Future glasses and future text


Ken Perlin

In a few years, when everyone gets used to wearing those future extended reality glasses in public spaces, text will be everywhere. Sometimes it will appear very large and looming against the sky. At other times it will show up on a convenient wall.
Then there is the text that will be hovering between you and me during our casual conversation (perhaps when ordering from a restaurant, or spending time together reading an email from Mom). And then there will be text we carry with us, as a personal note or reminder, which nobody else can see.
What exactly will this text look like? Will it be bright and glowing? Will it look flat or three dimensional? Will preferred fonts be cartoonish or formal? Will it aim to grab our attention, or to blend unobtrusively into our physical world?
These are not really questions about technology, but about human preference. Let’s say it’s twenty years in the future, and everyone, to borrow a term from Verner Vinge, is wearing. That is, we all have our cyber-contact lenses, and we take for granted that we can all have augmented reality floating in the air between us.
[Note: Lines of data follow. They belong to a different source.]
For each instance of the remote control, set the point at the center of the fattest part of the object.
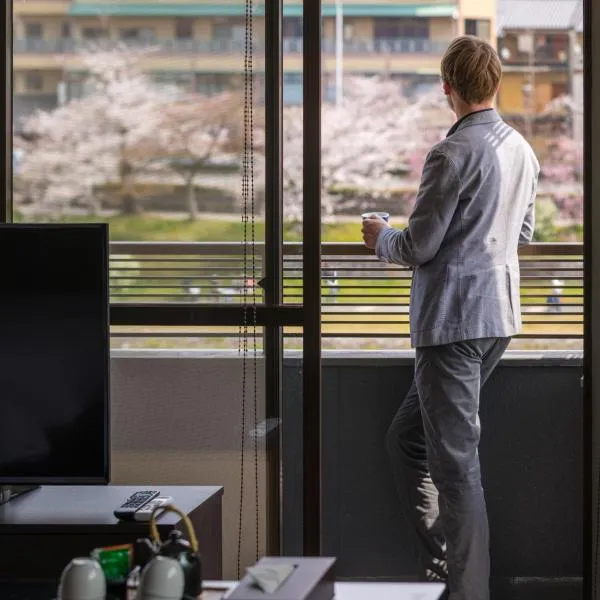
(144, 513)
(126, 511)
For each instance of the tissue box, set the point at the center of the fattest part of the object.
(312, 579)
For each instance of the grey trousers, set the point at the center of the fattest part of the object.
(432, 443)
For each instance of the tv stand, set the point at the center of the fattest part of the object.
(9, 492)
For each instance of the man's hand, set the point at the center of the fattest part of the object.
(372, 227)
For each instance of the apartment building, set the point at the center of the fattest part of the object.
(199, 44)
(541, 45)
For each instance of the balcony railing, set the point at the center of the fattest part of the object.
(176, 46)
(361, 297)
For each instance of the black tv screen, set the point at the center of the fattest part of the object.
(54, 354)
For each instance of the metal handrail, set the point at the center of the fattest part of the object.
(358, 292)
(291, 45)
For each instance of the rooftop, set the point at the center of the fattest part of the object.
(540, 14)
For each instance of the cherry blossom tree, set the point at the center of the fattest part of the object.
(106, 137)
(198, 132)
(375, 136)
(561, 174)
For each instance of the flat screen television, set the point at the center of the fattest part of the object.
(54, 354)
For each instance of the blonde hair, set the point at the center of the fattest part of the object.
(472, 67)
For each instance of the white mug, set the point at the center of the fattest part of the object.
(161, 579)
(82, 579)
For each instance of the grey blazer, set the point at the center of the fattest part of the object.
(474, 208)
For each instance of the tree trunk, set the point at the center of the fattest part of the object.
(129, 203)
(192, 204)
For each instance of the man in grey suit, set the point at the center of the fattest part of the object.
(474, 208)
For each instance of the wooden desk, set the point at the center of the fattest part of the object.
(355, 591)
(43, 530)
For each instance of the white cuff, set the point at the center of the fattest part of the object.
(381, 244)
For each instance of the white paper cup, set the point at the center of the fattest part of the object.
(385, 216)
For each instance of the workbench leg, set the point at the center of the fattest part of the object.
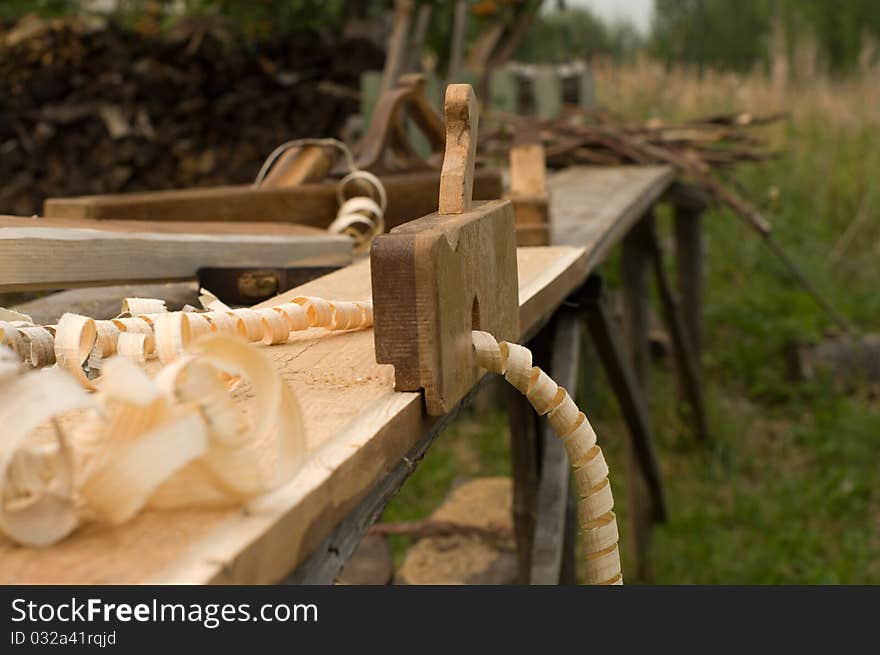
(603, 332)
(635, 261)
(689, 203)
(682, 348)
(553, 547)
(525, 456)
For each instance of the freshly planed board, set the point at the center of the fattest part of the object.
(358, 429)
(45, 254)
(409, 195)
(441, 276)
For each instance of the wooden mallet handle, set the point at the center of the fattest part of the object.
(457, 176)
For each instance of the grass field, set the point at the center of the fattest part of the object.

Seeing text from both sides


Now suppose that you and I want to discuss some text. If the text document just floats in the air between us, then either (1) we each see the document the right way forward, or (2) one of us will see it backwards. The problem with the first scenario is that if I point to or look at some part of the document, the place where I’m pointing or looking won’t correspond to what you see there.
More than thirty years ago, Hiroshi Ishii handled a similar issue very cleverly in his ClearBoard interface. People interacted face to face through a video screen. The video flipped everybody’s image left/right, so that you always saw the other person in mirror-reverse. This meant that we could both look at the same document floating between us, and everything worked out — text was forward for both of us, and our gaze directions always matched. This is the paradigm that has now been widely adopted by video chat software such as Zoom.
But you can’t do that if you’re physically face to face with somebody. One possibility is that people will just learn to read backwards, but somehow I doubt that this will catch on — from a social perspective, the situation is just too asymmetric.
Another possibility is that augmented reality will use a convention that text runs vertically, rather than horizontally. We can already read vertical text just fine, so this won’t require any new skills or training. The left right reversal will take place within each character. For example, we will both see the letter “E” rather than one of us seeing the letter “∃“.


The text between us could even function as an AI-enhanced text editor. You can talk to it or type into it, just like an ordinary text editor. Meanwhile, an AI is always running. The AI looks for certain things you might enter, and responds in smart ways. For example, you might enter “make a table of this year’s Google monthly stock price.” In response, your AI will replace the text you just entered by the appropriate table. A text editor with that sort of capability would be useful in many fields, including art, science, music, engineering and the humanities. The possibilities are endless.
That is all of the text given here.